Introduction to R and Python
This module introduces both the R and Python statistical programming languages, assuming no prior knowledge. It provides a foundation for computation in later modules.
In addition to discussing basic data management tasks, such as reading in data and producing summaries through R scripts, we will also introduce R’s graphics functions, its powerful package system, and simple methods of looping. Synergistically we will highlight applications in Python and discuss applications where it provides an advantage.
This module utilizes extensive hands-on coding. Examples and exercises will use data drawn from biological and medical applications, including infectious diseases and genetics.
Learning Objectives: After attending this module, participants will be able to:
- Use R to perform descriptive statistics including generation of graphics.
- Read and write data files in both languages.
- Perform basic data manipulations (e.g. creating new variables, merging data sets).
- Install and load R packages, and be able to access the help system and other resources to facilitate their use.
- Perform basic inferential statistical analyses including regression analysis.
- Write and use R and Python functions, and perform basic programming including creating loops.

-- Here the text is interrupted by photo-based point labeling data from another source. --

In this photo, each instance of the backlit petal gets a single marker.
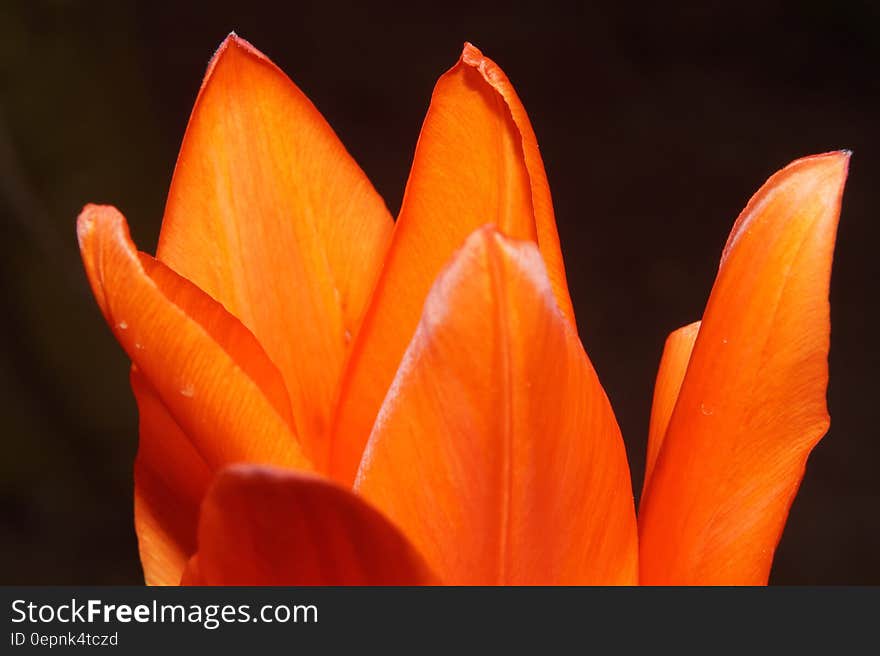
(476, 162)
(269, 215)
(170, 479)
(266, 526)
(496, 450)
(673, 365)
(752, 404)
(208, 371)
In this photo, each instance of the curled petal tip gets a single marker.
(90, 215)
(232, 44)
(470, 54)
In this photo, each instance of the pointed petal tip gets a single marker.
(470, 54)
(232, 45)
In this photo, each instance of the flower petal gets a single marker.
(269, 215)
(752, 404)
(476, 162)
(170, 480)
(496, 450)
(673, 365)
(209, 372)
(265, 526)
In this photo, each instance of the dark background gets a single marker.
(656, 123)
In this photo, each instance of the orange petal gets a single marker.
(265, 526)
(752, 404)
(170, 480)
(673, 365)
(496, 450)
(476, 162)
(209, 372)
(269, 215)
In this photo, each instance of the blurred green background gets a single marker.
(656, 122)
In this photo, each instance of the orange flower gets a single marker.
(290, 342)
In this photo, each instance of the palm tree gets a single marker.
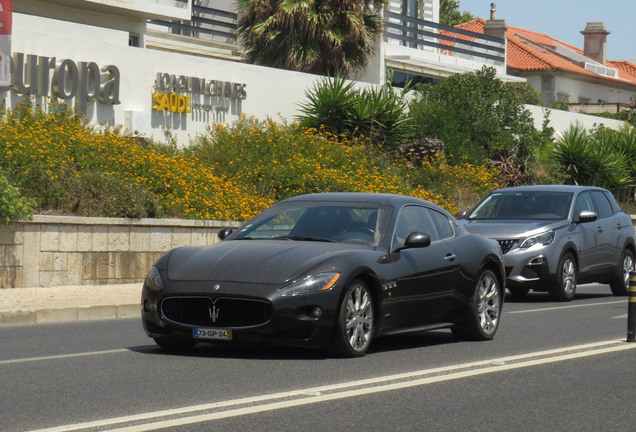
(325, 37)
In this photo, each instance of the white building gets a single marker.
(174, 65)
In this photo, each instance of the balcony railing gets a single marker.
(206, 24)
(421, 34)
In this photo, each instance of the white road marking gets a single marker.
(567, 307)
(269, 402)
(63, 356)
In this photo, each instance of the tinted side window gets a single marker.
(583, 202)
(602, 204)
(414, 218)
(615, 207)
(443, 224)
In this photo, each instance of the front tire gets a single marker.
(355, 321)
(620, 285)
(564, 287)
(485, 310)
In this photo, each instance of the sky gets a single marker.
(564, 20)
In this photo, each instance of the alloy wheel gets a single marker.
(359, 318)
(488, 304)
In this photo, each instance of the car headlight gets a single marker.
(314, 283)
(543, 239)
(153, 280)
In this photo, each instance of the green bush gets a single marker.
(477, 117)
(377, 113)
(13, 206)
(603, 158)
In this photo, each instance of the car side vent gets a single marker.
(506, 245)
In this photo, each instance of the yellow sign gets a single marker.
(172, 102)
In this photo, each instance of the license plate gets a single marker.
(212, 334)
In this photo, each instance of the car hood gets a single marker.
(252, 261)
(502, 229)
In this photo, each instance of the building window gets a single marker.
(133, 39)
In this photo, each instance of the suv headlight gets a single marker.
(314, 283)
(153, 280)
(543, 239)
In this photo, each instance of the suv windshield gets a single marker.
(318, 221)
(537, 205)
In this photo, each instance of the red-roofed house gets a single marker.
(583, 78)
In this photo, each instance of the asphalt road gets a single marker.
(552, 367)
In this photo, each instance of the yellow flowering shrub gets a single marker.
(230, 173)
(43, 150)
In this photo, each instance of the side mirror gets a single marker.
(225, 232)
(587, 216)
(417, 239)
(461, 214)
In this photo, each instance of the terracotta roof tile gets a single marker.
(532, 51)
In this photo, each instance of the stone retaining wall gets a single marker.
(63, 250)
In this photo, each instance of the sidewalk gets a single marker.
(69, 303)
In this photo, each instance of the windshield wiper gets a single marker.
(303, 238)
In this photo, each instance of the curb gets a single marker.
(71, 314)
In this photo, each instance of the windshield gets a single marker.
(539, 205)
(319, 221)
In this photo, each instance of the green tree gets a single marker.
(325, 37)
(477, 117)
(450, 16)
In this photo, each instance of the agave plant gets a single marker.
(377, 113)
(599, 159)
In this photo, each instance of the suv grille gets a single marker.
(506, 245)
(223, 312)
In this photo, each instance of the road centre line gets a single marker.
(270, 402)
(62, 356)
(567, 307)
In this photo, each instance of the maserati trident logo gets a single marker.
(214, 313)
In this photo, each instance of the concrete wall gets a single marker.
(561, 120)
(61, 250)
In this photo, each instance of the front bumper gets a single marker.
(254, 313)
(530, 268)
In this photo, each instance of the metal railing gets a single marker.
(418, 34)
(206, 23)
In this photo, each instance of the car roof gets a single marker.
(549, 188)
(394, 200)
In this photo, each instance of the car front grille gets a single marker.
(223, 312)
(506, 245)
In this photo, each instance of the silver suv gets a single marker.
(554, 237)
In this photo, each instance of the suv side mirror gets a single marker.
(587, 216)
(461, 214)
(225, 232)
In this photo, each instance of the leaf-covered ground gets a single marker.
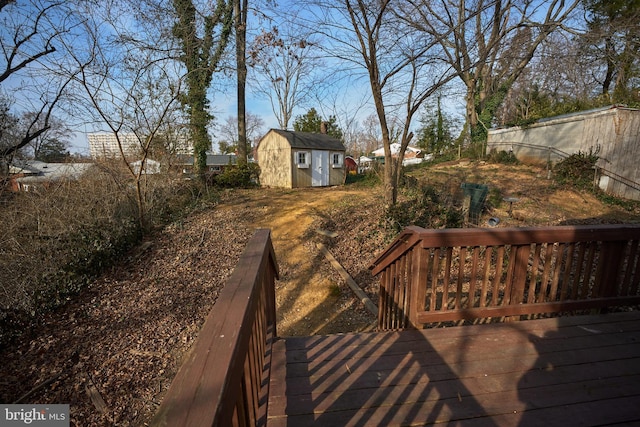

- Understand the advantages offered by Python for bioinformatic scripting.
Course Dates
- Wed May 28, 1:30 p.m. – 5:00 p.m. EST
- Thu May 29, 8:30 a.m. – 5:00 p.m. EST
- Fri May 30, 8:30 a.m. – 5:00 p.m. EST
Instructors
- Patrick McGrath
- Sini Nagpal
Suggested Course Pairings
Quantitative Genetics Stream
- Module QG1: Quantitative Genetics
- Module QG2: Mixed Models
- Module QG3: Association Mapping
- Module QG4: Whole Genome Sequence Analysis
Course Materials
Please email sisg@biosci.gatech.edu for free access.
About the Instructors
Patrick McGrath is an Associate Professor in the School of Biological Sciences at Georgia Tech. His research group is interested in understanding the genetic basis of heritable behavioral variation, using quantitative genetics and machine learning to study the evolution of complex behaviors in cichlid fish.. Learn more about Patrick’s work here.
Sini Nagpal is a Post-Doctoral Fellow with Greg Gibson’s group in the School of Biological Sciences at Georgia Tech. Her primary interests are in polygenic risk-by-environment interactions, drawing inference from large-scale human genetic biobank cohort studies. Sini is also investigating the decanalization of disease in contemporary society.